CG: I would see zero chance of the UK Government adjusting the Online Safety Bill. Given the optics, this would be perceived to have been under pressure from the Trump administration. If that turns out to be a deal breaker for some of these FDI projects, so be it. I don’t believe that would be politically or socially sustainable in the UK. As for taxation, my conclusion would be the same, but softer, because tax rules can always be negotiated and discussed. In fact, the whole point about the DST, both from the UK and from the EU, is that such taxation is explicitly designed to be a provisional stopgap until there is a fully implemented multilateral framework for taxing the corporate income of arbitrage-fuelled companies in tech, pharma and other sectors. The DST framework is not something that is designed to be there forever.

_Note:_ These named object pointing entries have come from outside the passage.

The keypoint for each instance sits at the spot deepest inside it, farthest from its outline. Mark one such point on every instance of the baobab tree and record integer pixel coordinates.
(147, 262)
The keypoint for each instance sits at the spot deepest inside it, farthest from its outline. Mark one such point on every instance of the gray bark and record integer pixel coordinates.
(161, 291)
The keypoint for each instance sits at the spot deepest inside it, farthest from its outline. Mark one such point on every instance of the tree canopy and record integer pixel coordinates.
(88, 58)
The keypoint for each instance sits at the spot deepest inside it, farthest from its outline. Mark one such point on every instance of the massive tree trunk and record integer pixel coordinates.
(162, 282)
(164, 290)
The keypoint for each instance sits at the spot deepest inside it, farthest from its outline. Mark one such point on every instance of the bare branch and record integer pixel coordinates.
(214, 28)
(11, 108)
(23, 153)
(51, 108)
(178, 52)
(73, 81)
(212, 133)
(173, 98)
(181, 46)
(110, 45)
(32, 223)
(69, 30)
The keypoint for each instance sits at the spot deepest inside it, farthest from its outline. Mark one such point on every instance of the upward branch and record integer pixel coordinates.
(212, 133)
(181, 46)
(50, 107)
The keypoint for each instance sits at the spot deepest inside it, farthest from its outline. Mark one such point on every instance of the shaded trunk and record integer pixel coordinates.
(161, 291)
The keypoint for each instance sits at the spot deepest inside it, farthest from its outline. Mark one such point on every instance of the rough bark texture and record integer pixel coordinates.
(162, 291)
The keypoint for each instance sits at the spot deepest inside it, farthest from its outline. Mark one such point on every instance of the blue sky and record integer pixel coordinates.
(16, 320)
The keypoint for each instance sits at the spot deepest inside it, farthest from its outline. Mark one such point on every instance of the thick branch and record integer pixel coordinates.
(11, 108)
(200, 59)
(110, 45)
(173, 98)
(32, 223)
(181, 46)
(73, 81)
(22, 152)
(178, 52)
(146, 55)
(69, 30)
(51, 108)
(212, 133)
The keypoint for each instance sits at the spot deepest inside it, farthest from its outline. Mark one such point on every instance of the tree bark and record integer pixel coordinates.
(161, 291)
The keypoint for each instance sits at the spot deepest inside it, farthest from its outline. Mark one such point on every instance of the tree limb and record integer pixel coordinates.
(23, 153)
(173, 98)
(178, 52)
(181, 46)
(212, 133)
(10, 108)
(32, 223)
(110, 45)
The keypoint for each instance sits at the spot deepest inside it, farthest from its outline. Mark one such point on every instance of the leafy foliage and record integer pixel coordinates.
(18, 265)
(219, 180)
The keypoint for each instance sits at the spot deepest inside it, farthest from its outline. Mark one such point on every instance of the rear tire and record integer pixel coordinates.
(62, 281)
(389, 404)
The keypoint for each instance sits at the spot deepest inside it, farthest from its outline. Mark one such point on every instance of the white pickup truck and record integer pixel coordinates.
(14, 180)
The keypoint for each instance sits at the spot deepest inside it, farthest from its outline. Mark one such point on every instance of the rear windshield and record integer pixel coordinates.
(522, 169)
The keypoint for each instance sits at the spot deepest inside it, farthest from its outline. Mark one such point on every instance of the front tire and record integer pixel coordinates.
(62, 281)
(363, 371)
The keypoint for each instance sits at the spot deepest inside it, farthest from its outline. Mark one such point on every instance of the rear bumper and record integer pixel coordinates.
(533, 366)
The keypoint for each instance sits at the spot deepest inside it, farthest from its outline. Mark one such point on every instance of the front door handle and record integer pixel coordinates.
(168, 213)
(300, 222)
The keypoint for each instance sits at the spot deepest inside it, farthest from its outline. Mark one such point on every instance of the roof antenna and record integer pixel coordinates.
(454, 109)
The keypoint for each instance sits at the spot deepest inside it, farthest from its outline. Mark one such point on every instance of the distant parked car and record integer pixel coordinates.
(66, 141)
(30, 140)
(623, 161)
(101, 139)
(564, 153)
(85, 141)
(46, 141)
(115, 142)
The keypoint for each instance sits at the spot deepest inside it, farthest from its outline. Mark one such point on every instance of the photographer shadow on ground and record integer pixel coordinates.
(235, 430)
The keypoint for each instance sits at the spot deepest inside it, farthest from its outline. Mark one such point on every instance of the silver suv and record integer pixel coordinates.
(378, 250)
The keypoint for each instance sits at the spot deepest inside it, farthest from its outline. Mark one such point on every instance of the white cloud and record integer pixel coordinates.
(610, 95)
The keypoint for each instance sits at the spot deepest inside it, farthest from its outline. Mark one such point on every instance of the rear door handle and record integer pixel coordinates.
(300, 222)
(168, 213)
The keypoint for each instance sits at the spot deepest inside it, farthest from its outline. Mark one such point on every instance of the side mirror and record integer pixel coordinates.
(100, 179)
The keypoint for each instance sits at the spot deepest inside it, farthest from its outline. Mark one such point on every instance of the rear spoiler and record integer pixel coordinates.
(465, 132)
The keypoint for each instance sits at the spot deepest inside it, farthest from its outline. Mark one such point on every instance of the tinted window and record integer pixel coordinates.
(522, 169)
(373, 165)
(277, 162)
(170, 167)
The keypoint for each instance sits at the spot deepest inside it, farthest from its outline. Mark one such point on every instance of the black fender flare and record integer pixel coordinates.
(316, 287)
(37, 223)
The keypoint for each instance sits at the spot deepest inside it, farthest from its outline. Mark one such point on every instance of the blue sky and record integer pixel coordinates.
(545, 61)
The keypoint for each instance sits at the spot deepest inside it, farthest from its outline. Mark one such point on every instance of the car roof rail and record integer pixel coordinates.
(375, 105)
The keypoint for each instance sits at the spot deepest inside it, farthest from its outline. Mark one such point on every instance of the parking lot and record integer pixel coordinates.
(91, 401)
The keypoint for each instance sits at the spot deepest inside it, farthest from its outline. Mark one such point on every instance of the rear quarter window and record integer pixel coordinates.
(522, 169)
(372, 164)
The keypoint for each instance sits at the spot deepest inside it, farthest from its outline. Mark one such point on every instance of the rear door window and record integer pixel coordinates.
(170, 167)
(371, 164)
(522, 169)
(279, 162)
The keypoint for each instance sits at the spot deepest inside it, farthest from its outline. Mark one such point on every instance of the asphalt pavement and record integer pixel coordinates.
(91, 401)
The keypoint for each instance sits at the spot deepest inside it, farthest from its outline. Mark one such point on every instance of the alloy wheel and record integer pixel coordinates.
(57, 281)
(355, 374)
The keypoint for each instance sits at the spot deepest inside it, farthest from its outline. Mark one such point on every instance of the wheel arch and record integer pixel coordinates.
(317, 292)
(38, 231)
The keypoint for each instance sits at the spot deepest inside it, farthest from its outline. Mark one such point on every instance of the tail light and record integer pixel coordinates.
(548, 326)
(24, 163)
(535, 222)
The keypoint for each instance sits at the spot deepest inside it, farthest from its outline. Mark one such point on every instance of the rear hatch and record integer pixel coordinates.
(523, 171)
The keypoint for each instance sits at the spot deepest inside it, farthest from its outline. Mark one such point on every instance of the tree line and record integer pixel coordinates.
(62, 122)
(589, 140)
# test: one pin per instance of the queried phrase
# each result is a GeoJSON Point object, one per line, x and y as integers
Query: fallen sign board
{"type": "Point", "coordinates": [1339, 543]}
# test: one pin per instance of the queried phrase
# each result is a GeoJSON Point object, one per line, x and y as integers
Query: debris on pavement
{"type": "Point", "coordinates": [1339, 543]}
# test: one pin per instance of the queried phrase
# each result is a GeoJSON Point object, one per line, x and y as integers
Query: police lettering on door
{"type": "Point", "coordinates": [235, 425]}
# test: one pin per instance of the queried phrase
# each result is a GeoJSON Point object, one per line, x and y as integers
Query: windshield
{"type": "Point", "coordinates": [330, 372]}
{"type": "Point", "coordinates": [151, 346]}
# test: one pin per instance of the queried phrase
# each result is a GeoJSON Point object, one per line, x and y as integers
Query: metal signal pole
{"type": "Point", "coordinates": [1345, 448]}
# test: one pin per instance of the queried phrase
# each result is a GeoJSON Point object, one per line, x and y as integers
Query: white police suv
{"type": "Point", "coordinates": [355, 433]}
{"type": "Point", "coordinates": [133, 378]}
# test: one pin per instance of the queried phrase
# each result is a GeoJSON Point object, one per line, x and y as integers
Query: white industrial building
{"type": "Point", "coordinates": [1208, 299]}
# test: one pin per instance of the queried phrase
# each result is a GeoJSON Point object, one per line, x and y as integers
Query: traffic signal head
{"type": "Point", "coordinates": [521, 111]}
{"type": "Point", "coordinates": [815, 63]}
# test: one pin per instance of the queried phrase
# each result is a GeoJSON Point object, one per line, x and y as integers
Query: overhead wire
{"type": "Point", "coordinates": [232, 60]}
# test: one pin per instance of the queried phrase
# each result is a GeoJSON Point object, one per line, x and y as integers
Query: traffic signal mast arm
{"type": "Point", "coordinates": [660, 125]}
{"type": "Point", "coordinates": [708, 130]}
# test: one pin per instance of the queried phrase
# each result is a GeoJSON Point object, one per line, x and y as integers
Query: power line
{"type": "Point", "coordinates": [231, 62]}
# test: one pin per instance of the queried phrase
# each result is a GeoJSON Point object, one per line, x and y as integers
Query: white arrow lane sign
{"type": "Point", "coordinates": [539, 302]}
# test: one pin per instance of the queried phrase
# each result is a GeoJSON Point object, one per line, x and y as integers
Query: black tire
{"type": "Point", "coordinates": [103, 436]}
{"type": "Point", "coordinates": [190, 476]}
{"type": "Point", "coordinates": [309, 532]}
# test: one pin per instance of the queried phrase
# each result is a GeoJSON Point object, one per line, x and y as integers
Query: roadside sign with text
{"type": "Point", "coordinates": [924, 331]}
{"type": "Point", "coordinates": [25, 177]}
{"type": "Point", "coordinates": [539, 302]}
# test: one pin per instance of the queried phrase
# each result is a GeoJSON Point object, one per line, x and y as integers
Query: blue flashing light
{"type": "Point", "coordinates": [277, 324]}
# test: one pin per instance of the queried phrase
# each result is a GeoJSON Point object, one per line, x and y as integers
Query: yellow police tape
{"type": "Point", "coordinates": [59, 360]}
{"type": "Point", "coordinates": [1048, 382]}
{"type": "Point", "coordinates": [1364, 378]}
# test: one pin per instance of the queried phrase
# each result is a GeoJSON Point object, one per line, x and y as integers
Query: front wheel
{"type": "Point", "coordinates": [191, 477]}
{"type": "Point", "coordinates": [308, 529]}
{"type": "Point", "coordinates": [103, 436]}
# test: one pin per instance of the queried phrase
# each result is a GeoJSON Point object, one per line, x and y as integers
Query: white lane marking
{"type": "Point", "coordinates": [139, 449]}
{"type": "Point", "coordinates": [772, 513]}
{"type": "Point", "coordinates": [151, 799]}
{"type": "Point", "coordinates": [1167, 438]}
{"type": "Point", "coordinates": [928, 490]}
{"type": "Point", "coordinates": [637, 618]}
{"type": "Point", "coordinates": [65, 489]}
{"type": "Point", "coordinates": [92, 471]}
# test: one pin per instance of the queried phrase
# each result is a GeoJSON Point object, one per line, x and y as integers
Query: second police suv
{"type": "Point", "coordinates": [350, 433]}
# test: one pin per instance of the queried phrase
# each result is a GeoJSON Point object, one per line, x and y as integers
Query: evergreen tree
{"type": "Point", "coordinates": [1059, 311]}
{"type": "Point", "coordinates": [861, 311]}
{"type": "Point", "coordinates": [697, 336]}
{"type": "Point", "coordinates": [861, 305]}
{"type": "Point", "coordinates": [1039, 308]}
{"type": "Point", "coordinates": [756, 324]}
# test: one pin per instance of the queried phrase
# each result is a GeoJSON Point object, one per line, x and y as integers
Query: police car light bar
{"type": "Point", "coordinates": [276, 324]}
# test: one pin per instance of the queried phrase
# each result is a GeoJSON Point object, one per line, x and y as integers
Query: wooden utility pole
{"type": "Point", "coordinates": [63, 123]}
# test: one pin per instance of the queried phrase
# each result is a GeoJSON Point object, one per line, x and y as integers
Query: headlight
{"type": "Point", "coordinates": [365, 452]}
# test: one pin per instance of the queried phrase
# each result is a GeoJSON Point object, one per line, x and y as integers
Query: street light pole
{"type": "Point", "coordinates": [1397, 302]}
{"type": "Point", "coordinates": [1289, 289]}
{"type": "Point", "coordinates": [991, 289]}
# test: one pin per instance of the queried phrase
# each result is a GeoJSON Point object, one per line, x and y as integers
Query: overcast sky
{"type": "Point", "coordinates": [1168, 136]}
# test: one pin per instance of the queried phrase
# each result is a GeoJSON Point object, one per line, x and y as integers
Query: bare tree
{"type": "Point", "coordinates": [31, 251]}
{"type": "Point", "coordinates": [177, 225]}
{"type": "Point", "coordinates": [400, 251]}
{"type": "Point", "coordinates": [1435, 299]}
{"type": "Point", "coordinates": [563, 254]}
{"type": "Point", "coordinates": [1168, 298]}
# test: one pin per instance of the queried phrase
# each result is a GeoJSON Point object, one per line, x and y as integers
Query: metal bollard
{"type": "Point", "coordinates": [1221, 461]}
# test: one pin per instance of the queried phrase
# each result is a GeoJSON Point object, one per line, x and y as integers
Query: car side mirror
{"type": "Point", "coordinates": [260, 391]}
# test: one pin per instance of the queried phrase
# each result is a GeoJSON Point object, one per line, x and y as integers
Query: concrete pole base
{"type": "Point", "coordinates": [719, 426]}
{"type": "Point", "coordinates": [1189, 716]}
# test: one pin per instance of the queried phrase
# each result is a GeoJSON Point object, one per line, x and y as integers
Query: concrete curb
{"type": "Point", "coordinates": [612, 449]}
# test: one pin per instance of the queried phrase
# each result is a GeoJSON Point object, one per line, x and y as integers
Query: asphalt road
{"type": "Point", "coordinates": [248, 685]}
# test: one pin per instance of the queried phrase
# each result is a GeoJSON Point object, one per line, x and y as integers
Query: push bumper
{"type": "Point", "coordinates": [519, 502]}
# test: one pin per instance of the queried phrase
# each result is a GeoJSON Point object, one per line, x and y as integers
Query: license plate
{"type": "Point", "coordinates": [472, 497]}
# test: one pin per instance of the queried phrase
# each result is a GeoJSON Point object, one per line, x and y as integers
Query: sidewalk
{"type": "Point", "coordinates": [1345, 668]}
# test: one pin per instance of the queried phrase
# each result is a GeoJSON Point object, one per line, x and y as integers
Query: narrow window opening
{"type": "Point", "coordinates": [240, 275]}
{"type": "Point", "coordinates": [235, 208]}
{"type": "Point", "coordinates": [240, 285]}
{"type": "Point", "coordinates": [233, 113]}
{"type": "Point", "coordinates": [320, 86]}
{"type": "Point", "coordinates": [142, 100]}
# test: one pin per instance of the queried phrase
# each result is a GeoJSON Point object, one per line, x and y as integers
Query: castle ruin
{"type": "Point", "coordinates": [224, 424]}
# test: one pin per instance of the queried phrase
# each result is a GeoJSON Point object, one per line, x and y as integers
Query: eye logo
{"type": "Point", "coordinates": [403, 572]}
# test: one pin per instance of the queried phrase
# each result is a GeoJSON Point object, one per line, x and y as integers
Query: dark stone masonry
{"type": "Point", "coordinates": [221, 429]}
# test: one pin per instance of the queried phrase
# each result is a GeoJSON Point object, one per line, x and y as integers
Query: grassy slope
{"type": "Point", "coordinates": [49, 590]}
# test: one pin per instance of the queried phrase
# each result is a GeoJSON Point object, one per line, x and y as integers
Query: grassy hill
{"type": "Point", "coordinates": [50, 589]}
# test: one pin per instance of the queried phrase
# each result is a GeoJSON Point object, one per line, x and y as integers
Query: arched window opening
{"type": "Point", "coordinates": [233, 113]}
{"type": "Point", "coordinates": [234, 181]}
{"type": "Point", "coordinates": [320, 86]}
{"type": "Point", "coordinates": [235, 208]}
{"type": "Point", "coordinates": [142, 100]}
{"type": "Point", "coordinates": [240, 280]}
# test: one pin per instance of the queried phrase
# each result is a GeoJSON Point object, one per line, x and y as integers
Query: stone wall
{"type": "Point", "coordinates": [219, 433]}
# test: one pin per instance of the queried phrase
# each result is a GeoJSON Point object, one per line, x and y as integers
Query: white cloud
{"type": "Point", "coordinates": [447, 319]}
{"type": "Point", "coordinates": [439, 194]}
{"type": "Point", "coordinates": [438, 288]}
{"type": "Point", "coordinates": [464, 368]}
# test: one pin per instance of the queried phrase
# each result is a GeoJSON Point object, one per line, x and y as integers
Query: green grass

In February, following US Vice-President JD Vance’s visit to Europe, the EU signed up to a safety charter for AI; the UK did not. The government was therefore signalling it was more open to US integration with the US AI sector, in the hope of getting all those benefits for the UK economy. So, the UK is clearly ready to make some trade-offs to capture US tech investment and US integration – but I simply cannot see that the UK Government would alter its regulation on online safety in a way that was perceived to have been necessary to obtain this FDI in tech from the US, even despite that background.
Alexandros Xenofontos (AX), economist at TS Lombard: US tech companies want to be in the UK. It is an attractive investment because we do have the talent, resources and cheaper labour costs compared to Silicon Valley salaries, with the same amount of skills. The UK can give some pushback to US demands on the Online Safety Bill or the DST because it ultimately knows that it is an attractive location in the tech sector.
EP: There currently seem to be two versions of the UK from a business perspective. On the one hand, domestic businesses are struggling with rising costs on all fronts. On the other hand, US tech companies seem eager to make these investments here. What do you make of that discrepancy?
AX: US companies are finding it quite attractive to invest in the UK because they have a lot of dry powder; therefore, they have the capacity to invest in the UK, where there hasn’t really been a lot of investment. They are leveraging the lack of investment, swooping up market share and talent, becoming more competitive. It is the right time for them. It is relatively cheaper to do it in the UK than in the US.